The prospective study included patients with heroin overdose who were admitted to the Emergency Department (ED). Patients were enrolled if they had a documented exposure to heroin only. The physical and neurological examinations were carried out on the scene and on arrival at the ED. Neuropsychological testing was performed at the ED just before the patient's discharge. Blood samples for S100B determination were drawn immediately after arrival at the ED. S100B concentrations were measured with a commercial immunoluminometric assay. Blood samples were also analyzed for creatine kinase, troponin I and creatinine level. A toxicology analysis of patient's blood or urine samples by gas chromatography coupled to mass spectrometry was performed. The control group included 10 healthy volunteers. Data are presented as the mean. S100 levels between groups were compared using the Mann–Whitney U test and the Pearson correlation coefficients were calculated for S100B, creatine kinase, troponine I and creatinine levels. A P value of less than 0.05 was considered significant.
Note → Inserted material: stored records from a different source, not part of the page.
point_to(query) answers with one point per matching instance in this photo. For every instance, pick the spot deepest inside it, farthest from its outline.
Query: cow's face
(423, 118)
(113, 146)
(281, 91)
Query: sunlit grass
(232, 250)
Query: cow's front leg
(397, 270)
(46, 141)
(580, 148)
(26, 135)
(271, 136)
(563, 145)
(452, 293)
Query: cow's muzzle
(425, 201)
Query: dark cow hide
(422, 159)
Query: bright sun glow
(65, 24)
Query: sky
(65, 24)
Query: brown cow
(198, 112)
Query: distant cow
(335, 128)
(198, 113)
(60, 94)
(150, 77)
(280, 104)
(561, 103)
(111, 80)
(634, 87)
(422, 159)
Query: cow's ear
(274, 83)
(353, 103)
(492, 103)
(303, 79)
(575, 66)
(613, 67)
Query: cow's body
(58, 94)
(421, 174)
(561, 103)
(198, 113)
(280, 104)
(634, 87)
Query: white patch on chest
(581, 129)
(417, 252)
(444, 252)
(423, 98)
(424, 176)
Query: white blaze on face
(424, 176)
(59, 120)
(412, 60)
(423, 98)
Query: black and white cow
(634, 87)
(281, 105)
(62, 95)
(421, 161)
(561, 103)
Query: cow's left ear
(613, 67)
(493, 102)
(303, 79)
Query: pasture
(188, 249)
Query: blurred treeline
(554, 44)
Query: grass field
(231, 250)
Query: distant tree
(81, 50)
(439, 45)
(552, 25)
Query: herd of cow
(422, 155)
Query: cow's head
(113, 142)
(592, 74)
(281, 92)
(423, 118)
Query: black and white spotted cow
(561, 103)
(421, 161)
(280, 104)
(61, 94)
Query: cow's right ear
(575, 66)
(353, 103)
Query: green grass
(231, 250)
A total of 20 patients with heroin overdose were enrolled. The mean age of the study cohort was 24.5 years (range, 16–39 years). There were four women and 16 men. Heroin overdose was unintentional in all patients. All patients were unconscious on the scene and regained conciseness after naloxone application. 6-Monoacetyl-morphine, a metabolite of heroin, was detected in all patients. S100B levels of heroin overdosed patients were significantly higher compared with S100B levels of the control group (0.65 μg/l vs 0.07 μg/l, P < 0.05). Twelve patients (60%) had elevated creatine kinase with mean value 15.30 μkat/l (normal value 0.17–2.08 μkat/l) indicating rhabdomyolysis and two (10%) of them also had elevated troponine I (0.15 and 0.1 μg/l; normal value 0.06 μg/l) indicating myocardial necrosis. No correlation was found between serum S100B, creatine kinase, troponine I and creatinine levels (P > 0.05). All patients survived and had no clinically detectable neurological deficits on discharge. Psychological testing was unsuccessful because the majority of patients refused testing.
Heroin overdose is associated with elevated S100B levels. S100B could be useful biochemical marker of heroin overdose, but its clinical value to predict brain tissue damage with neurological or cognitive deficits after heroin overdose should be further evaluated.